Als ich die Fußgängerampel zur Reeperbahn überquere, geht er mit, bleibt aber mitten auf der Straße stehen, immer noch hochkonzentriert die Umgebung musternd, in alle Richtungen. Ich überlege, ob ich ihn ermuntern soll, mir auf den Millerntorplatz zu folgen. Immerhin wird er dort in zehn Sekunden nicht von einer brüllenden Meute äußerst bremsunwilliger Autos überrollt.

Doch dann trifft er allein die richtige Entscheidung, läuft eifrig hinüber auf den Platz. Und von dort tönt plötzlich ein Pfiff, der Hund schießt los mit jener sehnigen Energie, die große Freude nun mal verleiht, und umtobt schier geck sein Herrchen.

Ich muss noch öfter an die Besorgnis dieses Hundegesichts denken, an diesen wachen, sondierenden Blick und die planmäßige Suche, und mich beschleicht das Gefühl, die Vorstellung von der Einmaligkeit unserer Intelligenz könnte nichts weiter sein als ein schrecklicher arroganter Irrtum.

Vorm verspiegelten Tabledance-Schuppen sitzen jetzt keine Tauben mehr. Wo sind sie eigentlich nachts? Haben sie Nester? Warum sieht man niemals Taubenküken?

Der Hund hat übrigens kein einziges Mal gebellt.

Ex cathedra: Die Top 3 der besten Songs, in denen Vögel vorkommen
1. „Albatros“ von Fleetwood Mac
2. „White bird“ von It's A Beautiful Day
3. „Bluebirds“ von Adam Green


06 November 2005

Die bösen Überraschungen

An der U-Bahnstation Rödingsmarkt hat es eine Taube erwischt. Sie muss auf dem Gleis gesessen und den herannahenden Zug mit taubentypischer Gleichmut betrachtet haben. Doch das übliche Wegfliegen in letzter Nanosekunde klappte diesmal nicht. Effekt: Den dummen Vogel hat's säuberlich zweitgeteilt. Auf dem Gleis selber waren komischerweise keine Spuren der Katastrophe zu sehen, doch links und rechts davon gab es eine große Schweinerei.

Uns erinnerte das an eine
„Seinfeld“-Folge. George Costanza hält wohlgemut mit dem Wagen auf Tauben zu, die mit taubentypischer Gleichmut mitten auf der Straße sitzen, und als es plötzlich Federn auf die Windschutzscheibe schneit, ruft er entsetzt und empört: „Ich dachte, wir hätten einen Deal!“ (In Ermangelung eines Tote-Taube-Fotos greife ich übrigens heute auf eine festgefrorene Möwe zurück, die ich letzten Winter in Gesellschaft eines Einkaufswagens im Parksee entdeckte.)

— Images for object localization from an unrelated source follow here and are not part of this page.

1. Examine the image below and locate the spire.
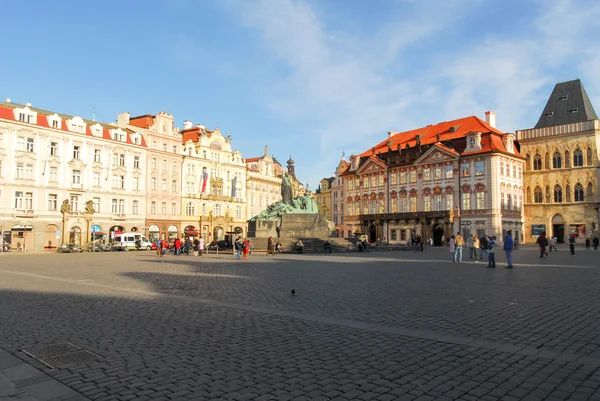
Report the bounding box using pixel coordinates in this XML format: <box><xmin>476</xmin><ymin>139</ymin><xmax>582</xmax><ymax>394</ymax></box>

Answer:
<box><xmin>534</xmin><ymin>79</ymin><xmax>598</xmax><ymax>129</ymax></box>
<box><xmin>264</xmin><ymin>145</ymin><xmax>269</xmax><ymax>156</ymax></box>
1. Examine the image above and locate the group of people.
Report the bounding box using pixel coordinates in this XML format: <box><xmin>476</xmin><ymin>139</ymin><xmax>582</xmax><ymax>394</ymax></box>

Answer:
<box><xmin>448</xmin><ymin>231</ymin><xmax>514</xmax><ymax>268</ymax></box>
<box><xmin>411</xmin><ymin>236</ymin><xmax>425</xmax><ymax>252</ymax></box>
<box><xmin>538</xmin><ymin>233</ymin><xmax>600</xmax><ymax>256</ymax></box>
<box><xmin>234</xmin><ymin>237</ymin><xmax>251</xmax><ymax>260</ymax></box>
<box><xmin>155</xmin><ymin>236</ymin><xmax>206</xmax><ymax>257</ymax></box>
<box><xmin>266</xmin><ymin>236</ymin><xmax>284</xmax><ymax>255</ymax></box>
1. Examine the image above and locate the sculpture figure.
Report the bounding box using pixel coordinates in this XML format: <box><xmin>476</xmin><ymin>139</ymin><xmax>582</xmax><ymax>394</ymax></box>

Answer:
<box><xmin>60</xmin><ymin>199</ymin><xmax>70</xmax><ymax>215</ymax></box>
<box><xmin>84</xmin><ymin>200</ymin><xmax>96</xmax><ymax>214</ymax></box>
<box><xmin>281</xmin><ymin>174</ymin><xmax>294</xmax><ymax>205</ymax></box>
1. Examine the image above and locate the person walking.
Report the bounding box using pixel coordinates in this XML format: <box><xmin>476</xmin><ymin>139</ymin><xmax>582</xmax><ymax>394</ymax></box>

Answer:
<box><xmin>449</xmin><ymin>235</ymin><xmax>456</xmax><ymax>262</ymax></box>
<box><xmin>585</xmin><ymin>237</ymin><xmax>591</xmax><ymax>250</ymax></box>
<box><xmin>267</xmin><ymin>236</ymin><xmax>275</xmax><ymax>256</ymax></box>
<box><xmin>549</xmin><ymin>236</ymin><xmax>558</xmax><ymax>252</ymax></box>
<box><xmin>174</xmin><ymin>238</ymin><xmax>182</xmax><ymax>255</ymax></box>
<box><xmin>536</xmin><ymin>232</ymin><xmax>549</xmax><ymax>258</ymax></box>
<box><xmin>184</xmin><ymin>237</ymin><xmax>192</xmax><ymax>255</ymax></box>
<box><xmin>198</xmin><ymin>236</ymin><xmax>204</xmax><ymax>256</ymax></box>
<box><xmin>193</xmin><ymin>238</ymin><xmax>200</xmax><ymax>256</ymax></box>
<box><xmin>479</xmin><ymin>235</ymin><xmax>488</xmax><ymax>260</ymax></box>
<box><xmin>161</xmin><ymin>239</ymin><xmax>168</xmax><ymax>256</ymax></box>
<box><xmin>454</xmin><ymin>232</ymin><xmax>464</xmax><ymax>263</ymax></box>
<box><xmin>504</xmin><ymin>230</ymin><xmax>514</xmax><ymax>268</ymax></box>
<box><xmin>569</xmin><ymin>234</ymin><xmax>576</xmax><ymax>255</ymax></box>
<box><xmin>155</xmin><ymin>238</ymin><xmax>162</xmax><ymax>257</ymax></box>
<box><xmin>466</xmin><ymin>235</ymin><xmax>474</xmax><ymax>260</ymax></box>
<box><xmin>234</xmin><ymin>237</ymin><xmax>243</xmax><ymax>260</ymax></box>
<box><xmin>593</xmin><ymin>236</ymin><xmax>599</xmax><ymax>251</ymax></box>
<box><xmin>487</xmin><ymin>236</ymin><xmax>497</xmax><ymax>268</ymax></box>
<box><xmin>242</xmin><ymin>238</ymin><xmax>250</xmax><ymax>260</ymax></box>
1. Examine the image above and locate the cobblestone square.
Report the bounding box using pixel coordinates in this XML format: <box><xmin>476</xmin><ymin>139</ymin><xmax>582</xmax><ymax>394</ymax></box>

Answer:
<box><xmin>1</xmin><ymin>246</ymin><xmax>600</xmax><ymax>400</ymax></box>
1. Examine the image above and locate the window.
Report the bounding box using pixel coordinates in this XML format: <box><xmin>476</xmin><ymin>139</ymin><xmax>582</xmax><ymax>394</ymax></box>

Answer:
<box><xmin>202</xmin><ymin>203</ymin><xmax>207</xmax><ymax>216</ymax></box>
<box><xmin>363</xmin><ymin>178</ymin><xmax>369</xmax><ymax>189</ymax></box>
<box><xmin>94</xmin><ymin>149</ymin><xmax>101</xmax><ymax>163</ymax></box>
<box><xmin>73</xmin><ymin>145</ymin><xmax>80</xmax><ymax>159</ymax></box>
<box><xmin>554</xmin><ymin>185</ymin><xmax>562</xmax><ymax>203</ymax></box>
<box><xmin>152</xmin><ymin>158</ymin><xmax>157</xmax><ymax>169</ymax></box>
<box><xmin>186</xmin><ymin>183</ymin><xmax>195</xmax><ymax>194</ymax></box>
<box><xmin>506</xmin><ymin>164</ymin><xmax>511</xmax><ymax>177</ymax></box>
<box><xmin>445</xmin><ymin>165</ymin><xmax>453</xmax><ymax>179</ymax></box>
<box><xmin>162</xmin><ymin>202</ymin><xmax>167</xmax><ymax>215</ymax></box>
<box><xmin>118</xmin><ymin>199</ymin><xmax>126</xmax><ymax>214</ymax></box>
<box><xmin>163</xmin><ymin>143</ymin><xmax>167</xmax><ymax>151</ymax></box>
<box><xmin>185</xmin><ymin>202</ymin><xmax>194</xmax><ymax>216</ymax></box>
<box><xmin>112</xmin><ymin>175</ymin><xmax>125</xmax><ymax>189</ymax></box>
<box><xmin>446</xmin><ymin>194</ymin><xmax>453</xmax><ymax>210</ymax></box>
<box><xmin>476</xmin><ymin>192</ymin><xmax>485</xmax><ymax>209</ymax></box>
<box><xmin>25</xmin><ymin>164</ymin><xmax>33</xmax><ymax>179</ymax></box>
<box><xmin>391</xmin><ymin>198</ymin><xmax>398</xmax><ymax>213</ymax></box>
<box><xmin>16</xmin><ymin>163</ymin><xmax>24</xmax><ymax>179</ymax></box>
<box><xmin>513</xmin><ymin>165</ymin><xmax>517</xmax><ymax>178</ymax></box>
<box><xmin>173</xmin><ymin>145</ymin><xmax>178</xmax><ymax>153</ymax></box>
<box><xmin>16</xmin><ymin>137</ymin><xmax>25</xmax><ymax>151</ymax></box>
<box><xmin>70</xmin><ymin>195</ymin><xmax>79</xmax><ymax>212</ymax></box>
<box><xmin>132</xmin><ymin>200</ymin><xmax>139</xmax><ymax>215</ymax></box>
<box><xmin>93</xmin><ymin>197</ymin><xmax>100</xmax><ymax>213</ymax></box>
<box><xmin>410</xmin><ymin>170</ymin><xmax>416</xmax><ymax>183</ymax></box>
<box><xmin>565</xmin><ymin>150</ymin><xmax>571</xmax><ymax>168</ymax></box>
<box><xmin>93</xmin><ymin>172</ymin><xmax>100</xmax><ymax>187</ymax></box>
<box><xmin>14</xmin><ymin>191</ymin><xmax>23</xmax><ymax>209</ymax></box>
<box><xmin>534</xmin><ymin>186</ymin><xmax>543</xmax><ymax>203</ymax></box>
<box><xmin>518</xmin><ymin>167</ymin><xmax>522</xmax><ymax>179</ymax></box>
<box><xmin>475</xmin><ymin>161</ymin><xmax>485</xmax><ymax>176</ymax></box>
<box><xmin>434</xmin><ymin>167</ymin><xmax>442</xmax><ymax>180</ymax></box>
<box><xmin>507</xmin><ymin>193</ymin><xmax>512</xmax><ymax>209</ymax></box>
<box><xmin>130</xmin><ymin>177</ymin><xmax>138</xmax><ymax>190</ymax></box>
<box><xmin>150</xmin><ymin>201</ymin><xmax>157</xmax><ymax>214</ymax></box>
<box><xmin>423</xmin><ymin>195</ymin><xmax>431</xmax><ymax>212</ymax></box>
<box><xmin>500</xmin><ymin>162</ymin><xmax>504</xmax><ymax>176</ymax></box>
<box><xmin>461</xmin><ymin>163</ymin><xmax>470</xmax><ymax>177</ymax></box>
<box><xmin>533</xmin><ymin>154</ymin><xmax>542</xmax><ymax>170</ymax></box>
<box><xmin>161</xmin><ymin>179</ymin><xmax>167</xmax><ymax>191</ymax></box>
<box><xmin>26</xmin><ymin>138</ymin><xmax>34</xmax><ymax>152</ymax></box>
<box><xmin>371</xmin><ymin>176</ymin><xmax>376</xmax><ymax>187</ymax></box>
<box><xmin>553</xmin><ymin>152</ymin><xmax>562</xmax><ymax>169</ymax></box>
<box><xmin>51</xmin><ymin>120</ymin><xmax>59</xmax><ymax>128</ymax></box>
<box><xmin>213</xmin><ymin>204</ymin><xmax>222</xmax><ymax>216</ymax></box>
<box><xmin>378</xmin><ymin>175</ymin><xmax>384</xmax><ymax>186</ymax></box>
<box><xmin>172</xmin><ymin>180</ymin><xmax>177</xmax><ymax>192</ymax></box>
<box><xmin>235</xmin><ymin>206</ymin><xmax>242</xmax><ymax>219</ymax></box>
<box><xmin>48</xmin><ymin>194</ymin><xmax>58</xmax><ymax>211</ymax></box>
<box><xmin>72</xmin><ymin>170</ymin><xmax>81</xmax><ymax>185</ymax></box>
<box><xmin>501</xmin><ymin>193</ymin><xmax>505</xmax><ymax>209</ymax></box>
<box><xmin>112</xmin><ymin>199</ymin><xmax>119</xmax><ymax>214</ymax></box>
<box><xmin>434</xmin><ymin>195</ymin><xmax>442</xmax><ymax>211</ymax></box>
<box><xmin>588</xmin><ymin>182</ymin><xmax>593</xmax><ymax>196</ymax></box>
<box><xmin>574</xmin><ymin>183</ymin><xmax>584</xmax><ymax>202</ymax></box>
<box><xmin>172</xmin><ymin>203</ymin><xmax>177</xmax><ymax>215</ymax></box>
<box><xmin>133</xmin><ymin>156</ymin><xmax>140</xmax><ymax>168</ymax></box>
<box><xmin>151</xmin><ymin>178</ymin><xmax>156</xmax><ymax>190</ymax></box>
<box><xmin>162</xmin><ymin>160</ymin><xmax>167</xmax><ymax>171</ymax></box>
<box><xmin>462</xmin><ymin>193</ymin><xmax>471</xmax><ymax>210</ymax></box>
<box><xmin>50</xmin><ymin>142</ymin><xmax>58</xmax><ymax>156</ymax></box>
<box><xmin>348</xmin><ymin>180</ymin><xmax>354</xmax><ymax>190</ymax></box>
<box><xmin>409</xmin><ymin>197</ymin><xmax>417</xmax><ymax>212</ymax></box>
<box><xmin>587</xmin><ymin>148</ymin><xmax>593</xmax><ymax>165</ymax></box>
<box><xmin>400</xmin><ymin>171</ymin><xmax>407</xmax><ymax>184</ymax></box>
<box><xmin>423</xmin><ymin>168</ymin><xmax>431</xmax><ymax>181</ymax></box>
<box><xmin>573</xmin><ymin>148</ymin><xmax>584</xmax><ymax>167</ymax></box>
<box><xmin>152</xmin><ymin>141</ymin><xmax>158</xmax><ymax>149</ymax></box>
<box><xmin>19</xmin><ymin>113</ymin><xmax>32</xmax><ymax>123</ymax></box>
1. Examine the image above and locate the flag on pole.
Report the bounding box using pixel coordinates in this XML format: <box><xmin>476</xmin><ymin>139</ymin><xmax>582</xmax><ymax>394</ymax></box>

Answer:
<box><xmin>201</xmin><ymin>171</ymin><xmax>208</xmax><ymax>193</ymax></box>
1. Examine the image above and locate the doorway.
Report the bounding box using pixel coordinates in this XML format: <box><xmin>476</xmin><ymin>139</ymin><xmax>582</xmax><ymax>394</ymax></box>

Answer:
<box><xmin>552</xmin><ymin>214</ymin><xmax>565</xmax><ymax>243</ymax></box>
<box><xmin>433</xmin><ymin>226</ymin><xmax>444</xmax><ymax>246</ymax></box>
<box><xmin>369</xmin><ymin>224</ymin><xmax>376</xmax><ymax>243</ymax></box>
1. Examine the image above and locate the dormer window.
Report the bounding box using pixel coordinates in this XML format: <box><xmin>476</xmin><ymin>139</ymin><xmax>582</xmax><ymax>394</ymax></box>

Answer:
<box><xmin>91</xmin><ymin>124</ymin><xmax>103</xmax><ymax>137</ymax></box>
<box><xmin>72</xmin><ymin>124</ymin><xmax>84</xmax><ymax>133</ymax></box>
<box><xmin>19</xmin><ymin>113</ymin><xmax>32</xmax><ymax>123</ymax></box>
<box><xmin>112</xmin><ymin>130</ymin><xmax>126</xmax><ymax>142</ymax></box>
<box><xmin>570</xmin><ymin>108</ymin><xmax>579</xmax><ymax>113</ymax></box>
<box><xmin>560</xmin><ymin>95</ymin><xmax>568</xmax><ymax>101</ymax></box>
<box><xmin>546</xmin><ymin>112</ymin><xmax>554</xmax><ymax>117</ymax></box>
<box><xmin>52</xmin><ymin>120</ymin><xmax>59</xmax><ymax>128</ymax></box>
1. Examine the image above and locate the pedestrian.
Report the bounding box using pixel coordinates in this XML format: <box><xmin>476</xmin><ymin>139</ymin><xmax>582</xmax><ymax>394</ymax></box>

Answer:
<box><xmin>155</xmin><ymin>238</ymin><xmax>162</xmax><ymax>257</ymax></box>
<box><xmin>198</xmin><ymin>236</ymin><xmax>204</xmax><ymax>256</ymax></box>
<box><xmin>549</xmin><ymin>236</ymin><xmax>558</xmax><ymax>252</ymax></box>
<box><xmin>449</xmin><ymin>235</ymin><xmax>455</xmax><ymax>262</ymax></box>
<box><xmin>479</xmin><ymin>235</ymin><xmax>488</xmax><ymax>260</ymax></box>
<box><xmin>267</xmin><ymin>236</ymin><xmax>275</xmax><ymax>256</ymax></box>
<box><xmin>472</xmin><ymin>235</ymin><xmax>480</xmax><ymax>263</ymax></box>
<box><xmin>234</xmin><ymin>237</ymin><xmax>243</xmax><ymax>260</ymax></box>
<box><xmin>487</xmin><ymin>236</ymin><xmax>497</xmax><ymax>268</ymax></box>
<box><xmin>161</xmin><ymin>239</ymin><xmax>168</xmax><ymax>256</ymax></box>
<box><xmin>276</xmin><ymin>241</ymin><xmax>283</xmax><ymax>253</ymax></box>
<box><xmin>504</xmin><ymin>230</ymin><xmax>514</xmax><ymax>268</ymax></box>
<box><xmin>593</xmin><ymin>236</ymin><xmax>599</xmax><ymax>251</ymax></box>
<box><xmin>296</xmin><ymin>239</ymin><xmax>304</xmax><ymax>254</ymax></box>
<box><xmin>242</xmin><ymin>238</ymin><xmax>250</xmax><ymax>260</ymax></box>
<box><xmin>184</xmin><ymin>237</ymin><xmax>192</xmax><ymax>255</ymax></box>
<box><xmin>536</xmin><ymin>232</ymin><xmax>549</xmax><ymax>258</ymax></box>
<box><xmin>569</xmin><ymin>234</ymin><xmax>576</xmax><ymax>255</ymax></box>
<box><xmin>514</xmin><ymin>232</ymin><xmax>520</xmax><ymax>250</ymax></box>
<box><xmin>466</xmin><ymin>235</ymin><xmax>474</xmax><ymax>259</ymax></box>
<box><xmin>193</xmin><ymin>237</ymin><xmax>200</xmax><ymax>256</ymax></box>
<box><xmin>174</xmin><ymin>238</ymin><xmax>182</xmax><ymax>255</ymax></box>
<box><xmin>454</xmin><ymin>232</ymin><xmax>464</xmax><ymax>263</ymax></box>
<box><xmin>585</xmin><ymin>237</ymin><xmax>591</xmax><ymax>250</ymax></box>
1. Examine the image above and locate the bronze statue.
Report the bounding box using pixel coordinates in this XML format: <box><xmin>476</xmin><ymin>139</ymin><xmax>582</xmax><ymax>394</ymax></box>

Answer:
<box><xmin>281</xmin><ymin>174</ymin><xmax>294</xmax><ymax>205</ymax></box>
<box><xmin>60</xmin><ymin>199</ymin><xmax>70</xmax><ymax>215</ymax></box>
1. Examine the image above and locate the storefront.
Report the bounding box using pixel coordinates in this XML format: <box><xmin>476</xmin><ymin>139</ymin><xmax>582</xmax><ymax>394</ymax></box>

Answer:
<box><xmin>148</xmin><ymin>225</ymin><xmax>160</xmax><ymax>242</ymax></box>
<box><xmin>168</xmin><ymin>225</ymin><xmax>178</xmax><ymax>241</ymax></box>
<box><xmin>90</xmin><ymin>224</ymin><xmax>106</xmax><ymax>244</ymax></box>
<box><xmin>11</xmin><ymin>224</ymin><xmax>33</xmax><ymax>251</ymax></box>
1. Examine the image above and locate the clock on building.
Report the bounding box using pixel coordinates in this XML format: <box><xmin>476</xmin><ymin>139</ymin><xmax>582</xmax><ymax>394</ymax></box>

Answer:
<box><xmin>469</xmin><ymin>137</ymin><xmax>476</xmax><ymax>147</ymax></box>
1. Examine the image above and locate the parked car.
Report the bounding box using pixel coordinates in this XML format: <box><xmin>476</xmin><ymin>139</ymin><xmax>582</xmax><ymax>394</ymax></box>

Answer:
<box><xmin>57</xmin><ymin>244</ymin><xmax>84</xmax><ymax>253</ymax></box>
<box><xmin>87</xmin><ymin>243</ymin><xmax>112</xmax><ymax>252</ymax></box>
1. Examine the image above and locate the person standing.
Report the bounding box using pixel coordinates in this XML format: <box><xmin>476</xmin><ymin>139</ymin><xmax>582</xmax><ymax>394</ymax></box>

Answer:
<box><xmin>198</xmin><ymin>236</ymin><xmax>205</xmax><ymax>256</ymax></box>
<box><xmin>479</xmin><ymin>235</ymin><xmax>488</xmax><ymax>260</ymax></box>
<box><xmin>487</xmin><ymin>236</ymin><xmax>497</xmax><ymax>268</ymax></box>
<box><xmin>536</xmin><ymin>232</ymin><xmax>549</xmax><ymax>258</ymax></box>
<box><xmin>466</xmin><ymin>235</ymin><xmax>474</xmax><ymax>260</ymax></box>
<box><xmin>155</xmin><ymin>238</ymin><xmax>162</xmax><ymax>257</ymax></box>
<box><xmin>593</xmin><ymin>236</ymin><xmax>599</xmax><ymax>251</ymax></box>
<box><xmin>454</xmin><ymin>232</ymin><xmax>464</xmax><ymax>263</ymax></box>
<box><xmin>267</xmin><ymin>236</ymin><xmax>275</xmax><ymax>256</ymax></box>
<box><xmin>184</xmin><ymin>237</ymin><xmax>192</xmax><ymax>255</ymax></box>
<box><xmin>161</xmin><ymin>239</ymin><xmax>168</xmax><ymax>256</ymax></box>
<box><xmin>174</xmin><ymin>238</ymin><xmax>182</xmax><ymax>255</ymax></box>
<box><xmin>242</xmin><ymin>238</ymin><xmax>250</xmax><ymax>260</ymax></box>
<box><xmin>193</xmin><ymin>238</ymin><xmax>200</xmax><ymax>256</ymax></box>
<box><xmin>449</xmin><ymin>235</ymin><xmax>456</xmax><ymax>262</ymax></box>
<box><xmin>234</xmin><ymin>237</ymin><xmax>243</xmax><ymax>260</ymax></box>
<box><xmin>549</xmin><ymin>236</ymin><xmax>558</xmax><ymax>252</ymax></box>
<box><xmin>569</xmin><ymin>234</ymin><xmax>576</xmax><ymax>255</ymax></box>
<box><xmin>472</xmin><ymin>235</ymin><xmax>480</xmax><ymax>263</ymax></box>
<box><xmin>504</xmin><ymin>230</ymin><xmax>514</xmax><ymax>268</ymax></box>
<box><xmin>585</xmin><ymin>237</ymin><xmax>591</xmax><ymax>250</ymax></box>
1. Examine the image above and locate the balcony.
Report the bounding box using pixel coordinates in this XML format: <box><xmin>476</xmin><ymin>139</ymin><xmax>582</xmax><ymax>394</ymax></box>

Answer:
<box><xmin>112</xmin><ymin>213</ymin><xmax>126</xmax><ymax>221</ymax></box>
<box><xmin>358</xmin><ymin>210</ymin><xmax>452</xmax><ymax>224</ymax></box>
<box><xmin>14</xmin><ymin>209</ymin><xmax>35</xmax><ymax>218</ymax></box>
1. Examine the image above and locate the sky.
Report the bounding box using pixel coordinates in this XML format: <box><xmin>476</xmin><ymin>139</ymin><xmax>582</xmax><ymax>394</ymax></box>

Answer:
<box><xmin>2</xmin><ymin>0</ymin><xmax>600</xmax><ymax>189</ymax></box>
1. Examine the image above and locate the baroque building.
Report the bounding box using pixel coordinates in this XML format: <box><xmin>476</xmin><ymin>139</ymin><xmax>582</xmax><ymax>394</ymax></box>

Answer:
<box><xmin>314</xmin><ymin>177</ymin><xmax>333</xmax><ymax>220</ymax></box>
<box><xmin>0</xmin><ymin>100</ymin><xmax>147</xmax><ymax>251</ymax></box>
<box><xmin>180</xmin><ymin>121</ymin><xmax>247</xmax><ymax>242</ymax></box>
<box><xmin>341</xmin><ymin>113</ymin><xmax>525</xmax><ymax>245</ymax></box>
<box><xmin>517</xmin><ymin>79</ymin><xmax>600</xmax><ymax>243</ymax></box>
<box><xmin>331</xmin><ymin>156</ymin><xmax>350</xmax><ymax>237</ymax></box>
<box><xmin>245</xmin><ymin>146</ymin><xmax>283</xmax><ymax>220</ymax></box>
<box><xmin>116</xmin><ymin>112</ymin><xmax>183</xmax><ymax>242</ymax></box>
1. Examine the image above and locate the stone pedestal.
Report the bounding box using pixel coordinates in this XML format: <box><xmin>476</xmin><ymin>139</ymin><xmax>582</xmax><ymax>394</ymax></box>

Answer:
<box><xmin>248</xmin><ymin>213</ymin><xmax>334</xmax><ymax>238</ymax></box>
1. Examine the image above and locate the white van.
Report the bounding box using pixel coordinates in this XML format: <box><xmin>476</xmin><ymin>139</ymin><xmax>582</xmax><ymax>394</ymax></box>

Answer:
<box><xmin>113</xmin><ymin>233</ymin><xmax>153</xmax><ymax>251</ymax></box>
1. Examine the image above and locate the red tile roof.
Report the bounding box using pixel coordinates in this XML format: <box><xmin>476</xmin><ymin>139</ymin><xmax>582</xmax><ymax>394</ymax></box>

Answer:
<box><xmin>129</xmin><ymin>115</ymin><xmax>154</xmax><ymax>129</ymax></box>
<box><xmin>181</xmin><ymin>126</ymin><xmax>215</xmax><ymax>143</ymax></box>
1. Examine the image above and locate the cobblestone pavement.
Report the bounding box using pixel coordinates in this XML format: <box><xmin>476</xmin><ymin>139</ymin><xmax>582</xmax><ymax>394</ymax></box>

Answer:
<box><xmin>1</xmin><ymin>245</ymin><xmax>600</xmax><ymax>400</ymax></box>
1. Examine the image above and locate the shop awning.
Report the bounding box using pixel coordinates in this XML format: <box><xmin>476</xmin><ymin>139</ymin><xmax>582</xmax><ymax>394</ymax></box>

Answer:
<box><xmin>184</xmin><ymin>231</ymin><xmax>199</xmax><ymax>235</ymax></box>
<box><xmin>92</xmin><ymin>232</ymin><xmax>106</xmax><ymax>236</ymax></box>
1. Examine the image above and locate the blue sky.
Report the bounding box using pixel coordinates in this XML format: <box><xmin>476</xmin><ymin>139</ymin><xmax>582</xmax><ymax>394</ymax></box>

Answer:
<box><xmin>2</xmin><ymin>0</ymin><xmax>600</xmax><ymax>188</ymax></box>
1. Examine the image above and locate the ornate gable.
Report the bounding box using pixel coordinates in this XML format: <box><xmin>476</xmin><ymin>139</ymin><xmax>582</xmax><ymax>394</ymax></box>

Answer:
<box><xmin>414</xmin><ymin>144</ymin><xmax>459</xmax><ymax>165</ymax></box>
<box><xmin>355</xmin><ymin>156</ymin><xmax>386</xmax><ymax>175</ymax></box>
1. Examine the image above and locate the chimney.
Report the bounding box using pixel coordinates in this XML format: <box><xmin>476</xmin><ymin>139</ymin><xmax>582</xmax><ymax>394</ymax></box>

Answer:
<box><xmin>116</xmin><ymin>112</ymin><xmax>130</xmax><ymax>127</ymax></box>
<box><xmin>26</xmin><ymin>102</ymin><xmax>32</xmax><ymax>107</ymax></box>
<box><xmin>485</xmin><ymin>111</ymin><xmax>496</xmax><ymax>128</ymax></box>
<box><xmin>5</xmin><ymin>98</ymin><xmax>11</xmax><ymax>103</ymax></box>
<box><xmin>197</xmin><ymin>124</ymin><xmax>206</xmax><ymax>131</ymax></box>
<box><xmin>183</xmin><ymin>120</ymin><xmax>193</xmax><ymax>129</ymax></box>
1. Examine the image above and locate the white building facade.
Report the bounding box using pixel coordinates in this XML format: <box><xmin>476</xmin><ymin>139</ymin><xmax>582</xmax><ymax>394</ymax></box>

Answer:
<box><xmin>245</xmin><ymin>146</ymin><xmax>283</xmax><ymax>220</ymax></box>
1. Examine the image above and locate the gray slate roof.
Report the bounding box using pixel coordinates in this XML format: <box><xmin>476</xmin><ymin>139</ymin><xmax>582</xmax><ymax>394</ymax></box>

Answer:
<box><xmin>534</xmin><ymin>79</ymin><xmax>598</xmax><ymax>129</ymax></box>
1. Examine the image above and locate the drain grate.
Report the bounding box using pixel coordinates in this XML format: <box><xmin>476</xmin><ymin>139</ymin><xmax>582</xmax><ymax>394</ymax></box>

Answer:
<box><xmin>22</xmin><ymin>342</ymin><xmax>101</xmax><ymax>368</ymax></box>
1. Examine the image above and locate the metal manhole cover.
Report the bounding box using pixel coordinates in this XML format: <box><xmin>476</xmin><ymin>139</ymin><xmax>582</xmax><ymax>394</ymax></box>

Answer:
<box><xmin>22</xmin><ymin>342</ymin><xmax>101</xmax><ymax>368</ymax></box>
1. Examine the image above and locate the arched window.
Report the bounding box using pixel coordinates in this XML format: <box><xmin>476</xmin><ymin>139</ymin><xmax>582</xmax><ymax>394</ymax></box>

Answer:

Eine böse Überraschung muss auch ein alter Freund von mir verdauen. Seine neue (und sehr junge) Freundin hat ihm nach einigen Monaten Karenzzeit zunächst gestanden, dass sie vor einer Webcam strippt und diese Show im Internet abonnierbar ist; allerdings war das noch nicht die böse Überraschung, denn das fand mein bekannt toleranter Freund eher anregend (immerhin kriegt er regelmäßig das, wovon die Abonnenten nur feucht träumen). Doch dass sie nach einer weiteren Karenzzeit damit herausrückte, sich ihr Studium nebenbei auch noch als Domina zu finanzieren, die ihre Kunden zu Hause besucht – das hat er nicht mehr locker weggesteckt.

Jetzt ist er wieder solo und hält Ausschau nach etwas Soliderem und nicht mehr ganz so Jungem. Tipps leite ich gerne weiter.


Große Musik, die heute durch den iPod floss: „Pony ride on“ von Katja Werker, „New World Order“ von Galliano und „Once“ von Laid Back.